Au travers de cette histoire, nous avons voulu réfléchir à l’histoire de
la profession , ou plutôt à ce que des femmes , et quelques hommes,
avant nous, jusqu’à nous et maintenant avec nous, ont fait de la
mission qui leur était confiée, et vous allez voir , mission qui n’avait
rien de glorieux, rien de spectaculaire, rien de reconnu vraiment.
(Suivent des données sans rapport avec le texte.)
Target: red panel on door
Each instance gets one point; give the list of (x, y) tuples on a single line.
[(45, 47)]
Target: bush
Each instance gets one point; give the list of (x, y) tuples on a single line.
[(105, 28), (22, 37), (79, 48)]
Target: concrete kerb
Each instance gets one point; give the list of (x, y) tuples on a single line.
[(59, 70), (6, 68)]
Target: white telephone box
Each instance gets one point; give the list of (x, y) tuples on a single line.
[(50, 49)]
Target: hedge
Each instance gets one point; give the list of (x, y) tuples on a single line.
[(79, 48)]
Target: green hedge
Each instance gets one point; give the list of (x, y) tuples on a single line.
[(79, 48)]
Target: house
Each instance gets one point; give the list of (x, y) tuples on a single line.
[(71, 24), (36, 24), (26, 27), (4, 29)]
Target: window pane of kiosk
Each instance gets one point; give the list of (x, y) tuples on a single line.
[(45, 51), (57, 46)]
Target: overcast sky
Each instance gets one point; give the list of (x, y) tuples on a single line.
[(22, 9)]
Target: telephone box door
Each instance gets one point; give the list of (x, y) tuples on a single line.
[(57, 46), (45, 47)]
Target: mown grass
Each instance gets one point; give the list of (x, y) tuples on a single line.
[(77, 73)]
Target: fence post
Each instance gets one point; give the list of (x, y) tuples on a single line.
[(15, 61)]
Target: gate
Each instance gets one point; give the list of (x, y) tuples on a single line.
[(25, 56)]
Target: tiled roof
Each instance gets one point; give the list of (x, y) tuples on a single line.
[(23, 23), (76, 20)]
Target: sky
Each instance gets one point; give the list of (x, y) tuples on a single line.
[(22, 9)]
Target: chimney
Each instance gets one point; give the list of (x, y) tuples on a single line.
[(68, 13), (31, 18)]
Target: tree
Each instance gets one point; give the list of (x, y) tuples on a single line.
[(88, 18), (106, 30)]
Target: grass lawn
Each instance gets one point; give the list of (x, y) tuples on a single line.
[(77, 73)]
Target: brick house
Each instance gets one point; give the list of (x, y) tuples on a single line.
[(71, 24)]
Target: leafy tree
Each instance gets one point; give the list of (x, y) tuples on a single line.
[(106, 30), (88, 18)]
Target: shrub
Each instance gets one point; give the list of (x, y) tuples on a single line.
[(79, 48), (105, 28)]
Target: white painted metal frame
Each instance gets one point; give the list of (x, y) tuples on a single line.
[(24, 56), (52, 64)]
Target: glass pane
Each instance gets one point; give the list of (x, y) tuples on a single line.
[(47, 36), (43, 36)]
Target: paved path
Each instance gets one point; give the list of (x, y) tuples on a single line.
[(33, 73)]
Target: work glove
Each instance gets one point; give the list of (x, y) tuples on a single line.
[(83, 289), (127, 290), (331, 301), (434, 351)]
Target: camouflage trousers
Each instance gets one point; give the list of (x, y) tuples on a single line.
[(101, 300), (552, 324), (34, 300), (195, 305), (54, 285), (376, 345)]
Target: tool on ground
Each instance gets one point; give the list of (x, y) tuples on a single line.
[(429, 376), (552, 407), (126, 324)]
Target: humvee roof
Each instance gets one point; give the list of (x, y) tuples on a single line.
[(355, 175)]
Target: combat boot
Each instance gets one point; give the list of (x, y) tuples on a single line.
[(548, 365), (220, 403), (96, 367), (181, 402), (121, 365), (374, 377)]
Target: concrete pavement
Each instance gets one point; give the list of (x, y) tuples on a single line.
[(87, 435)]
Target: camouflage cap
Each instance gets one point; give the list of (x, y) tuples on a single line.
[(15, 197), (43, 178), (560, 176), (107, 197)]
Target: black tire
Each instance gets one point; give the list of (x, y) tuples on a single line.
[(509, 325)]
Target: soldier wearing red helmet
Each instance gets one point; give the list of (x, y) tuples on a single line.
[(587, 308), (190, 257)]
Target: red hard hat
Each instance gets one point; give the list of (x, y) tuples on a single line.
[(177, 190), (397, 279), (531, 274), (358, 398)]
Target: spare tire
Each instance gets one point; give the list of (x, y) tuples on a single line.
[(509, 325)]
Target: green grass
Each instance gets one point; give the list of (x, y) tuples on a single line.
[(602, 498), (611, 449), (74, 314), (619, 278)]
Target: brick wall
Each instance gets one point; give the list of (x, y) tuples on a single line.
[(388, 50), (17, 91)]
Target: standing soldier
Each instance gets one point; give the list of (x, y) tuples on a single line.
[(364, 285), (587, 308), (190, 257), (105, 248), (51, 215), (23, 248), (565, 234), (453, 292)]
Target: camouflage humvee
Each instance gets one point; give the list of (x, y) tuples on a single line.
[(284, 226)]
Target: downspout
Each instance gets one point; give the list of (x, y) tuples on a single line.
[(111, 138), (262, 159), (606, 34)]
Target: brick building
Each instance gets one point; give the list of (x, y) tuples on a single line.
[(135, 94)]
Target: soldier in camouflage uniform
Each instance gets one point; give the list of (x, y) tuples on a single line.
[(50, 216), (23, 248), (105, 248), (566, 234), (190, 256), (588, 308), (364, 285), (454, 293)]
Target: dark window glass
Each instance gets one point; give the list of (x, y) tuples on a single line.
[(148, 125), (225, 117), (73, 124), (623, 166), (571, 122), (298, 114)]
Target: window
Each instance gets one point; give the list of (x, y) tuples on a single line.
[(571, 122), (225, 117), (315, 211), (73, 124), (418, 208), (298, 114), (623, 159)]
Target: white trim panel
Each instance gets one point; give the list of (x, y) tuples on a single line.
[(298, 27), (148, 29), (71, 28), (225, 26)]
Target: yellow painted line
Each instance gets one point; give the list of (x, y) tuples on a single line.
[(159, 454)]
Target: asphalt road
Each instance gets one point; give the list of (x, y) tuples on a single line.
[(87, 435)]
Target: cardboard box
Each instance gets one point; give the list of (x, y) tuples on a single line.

Nous allons essayer de vous montrer comment des « piqueuses, panseuses ou
femmes des étages », marginales dans l’équipe de rééducation , sont peu à peu
devenues des Infirmières, des aides soignantes, organisées en équipe de soins ,
jusqu’à la création encore toute fraîche, et pas encore dans toutes les têtes, d’ un
Service de Soins Infirmiers.
En 1965 ouvre le Centre de Réadaptation Fonctionnelle de
Charleville Mézières, plus communément appelé Centre de Warcq, du
nom de la rue dans laquelle il est construit.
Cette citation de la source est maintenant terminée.